Technology from wastewater treatment specialist WPL has been selected by Scottish Water to deliver enhanced ammonia removal at a village treatment works.

Tightening environmental consents and an increasing population has led the public utility to upgrade Ferniegair wastewater treatment works in South Lanarkshire.

The site has a tight footprint and is in close proximity to residential housing, both important factors considered early in the project design phase, which was carried out by WGM Engineering Ltd. The site serves a population equivalent (PE) of 2,000, including new housing.

WPL will provide one Hybrid-SAF™ (submerged aerated filter) treatment unit, housed in a steel above-ground container to deliver additional ammonia removal at the plant. To enable the WPL Hybrid-SAF to be gravity-fed, avoiding the need for costly and energy-intensive pumping, the unit will be positioned downstream of existing SAF units and upstream of the site’s final settlement tanks.

The patented WPL Hybrid SAF treatment process creates a unique recirculating flow pattern as wastewater passes through the submerged moving media bed. The high media fill rate of 90-95% and enhanced distribution mean a more open-structured, neutrally buoyant media can be used, which reduces both the risk of the media fouling and the energy required to maintain a constant scour.

The modular nature of WPL Hybrid-SAF units also supports ease of installation where access and site footprint is constrained. This site had limited space for new equipment even with relocation of existing blowers factored in by project designers.

Built off-site and with enclosed blowers, the technology is also low on noise and odour, which is essential in residential areas to reduce any risk of customer complaints.

The Ferniegair unit will be able to treat 6.4l/s flow and provide approximately 1,000 PE of additional ammonia removal capacity. This will ensure the site maintains the Scottish Environment Protection Agency’s (SEPA) ammonia effluent requirement of 20mg/l.

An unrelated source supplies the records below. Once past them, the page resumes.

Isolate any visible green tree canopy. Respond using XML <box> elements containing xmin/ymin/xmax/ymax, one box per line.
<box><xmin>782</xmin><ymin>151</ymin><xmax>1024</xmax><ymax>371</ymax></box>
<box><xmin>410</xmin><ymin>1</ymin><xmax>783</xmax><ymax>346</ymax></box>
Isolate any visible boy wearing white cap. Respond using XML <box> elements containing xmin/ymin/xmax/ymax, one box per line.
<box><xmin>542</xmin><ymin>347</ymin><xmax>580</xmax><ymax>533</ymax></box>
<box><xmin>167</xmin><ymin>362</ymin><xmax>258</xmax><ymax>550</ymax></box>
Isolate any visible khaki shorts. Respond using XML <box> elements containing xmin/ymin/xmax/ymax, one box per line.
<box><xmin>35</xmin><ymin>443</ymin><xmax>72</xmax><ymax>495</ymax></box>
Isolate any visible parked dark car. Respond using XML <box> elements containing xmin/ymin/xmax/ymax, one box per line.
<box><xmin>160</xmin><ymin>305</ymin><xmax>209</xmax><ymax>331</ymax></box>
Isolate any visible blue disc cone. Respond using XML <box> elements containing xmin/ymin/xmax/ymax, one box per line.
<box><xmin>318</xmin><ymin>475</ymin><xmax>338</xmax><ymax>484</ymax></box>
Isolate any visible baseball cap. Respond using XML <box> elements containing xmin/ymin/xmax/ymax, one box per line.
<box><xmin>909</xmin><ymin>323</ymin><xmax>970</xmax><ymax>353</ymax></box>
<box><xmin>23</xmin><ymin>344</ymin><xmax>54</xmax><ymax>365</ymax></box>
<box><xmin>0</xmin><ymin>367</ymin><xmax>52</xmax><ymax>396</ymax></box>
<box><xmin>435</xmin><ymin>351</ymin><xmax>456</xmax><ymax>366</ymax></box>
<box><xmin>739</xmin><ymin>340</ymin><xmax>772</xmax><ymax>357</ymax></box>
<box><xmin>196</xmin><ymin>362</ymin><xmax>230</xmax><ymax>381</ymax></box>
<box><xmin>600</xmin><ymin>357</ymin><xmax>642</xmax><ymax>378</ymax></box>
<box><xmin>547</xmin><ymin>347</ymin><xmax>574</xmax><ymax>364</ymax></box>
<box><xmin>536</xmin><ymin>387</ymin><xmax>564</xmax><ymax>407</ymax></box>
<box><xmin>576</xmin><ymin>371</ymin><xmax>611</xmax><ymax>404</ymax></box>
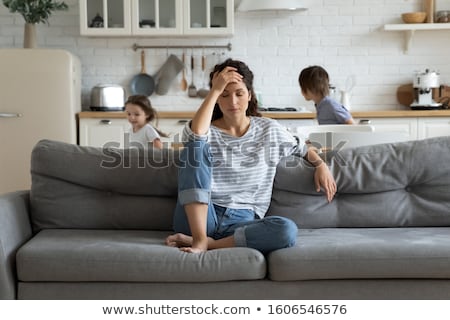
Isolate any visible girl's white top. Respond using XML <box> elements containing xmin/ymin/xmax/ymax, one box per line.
<box><xmin>128</xmin><ymin>123</ymin><xmax>160</xmax><ymax>148</ymax></box>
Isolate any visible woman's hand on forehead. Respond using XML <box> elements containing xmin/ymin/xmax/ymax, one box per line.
<box><xmin>212</xmin><ymin>67</ymin><xmax>243</xmax><ymax>91</ymax></box>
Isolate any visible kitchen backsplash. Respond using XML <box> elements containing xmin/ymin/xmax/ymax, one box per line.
<box><xmin>1</xmin><ymin>0</ymin><xmax>450</xmax><ymax>112</ymax></box>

The agency’s regulations state the site must meet these standards at least 95% of the time.

WPL utility manager Andrew Haywood said: “As a framework supplier to Scottish Water, we are pleased to have been awarded this contract to help futureproof Ferniegair wastewater treatment works, enabling it to serve a growing population while maintaining environmental compliance.

“The design has been tailored to ensure all treatment processes are gravity-fed, with particular consideration given to the levels of pipework connecting the units. In a location with little room for manoeuvre, getting these levels right is critical if flow into and out of the treatment tanks is to be maintained and we worked in close partnership with WGM Engineering Ltd in design to achieve this. We look forward to the installation phase of this project.”

WGM Engineering Ltd director of technical & design Jason Cramb said: “As a tier one partner to Scottish Water, we were pleased to once again collaborate with WPL in the design and installation of another innovative solution. Ferniegair’s location and topography presented a number of design challenges with respect to space, hydraulics and energy consumption.

“However, working closely with all stakeholders, a robust solution was developed that will provide the necessary treatment capacity for future expansion of the local area, whilst minimising disruption to residents.”

Scottish Water project manager Richard Morris said: “This is an important scheme which will deliver enhanced ammonia removal at our Ferniegair treatment works. WPL is a framework supplier whose technology will have a key role in the site maintaining compliance.”

WPL’s onsite installation work will be taking place in the spring of 2021. Under its framework agreement with Scottish Water, the company has recently undertaken projects on wastewater treatment works in areas Newtown St Boswells, Canonbie and Winchburgh, all due to be commissioned in 2021.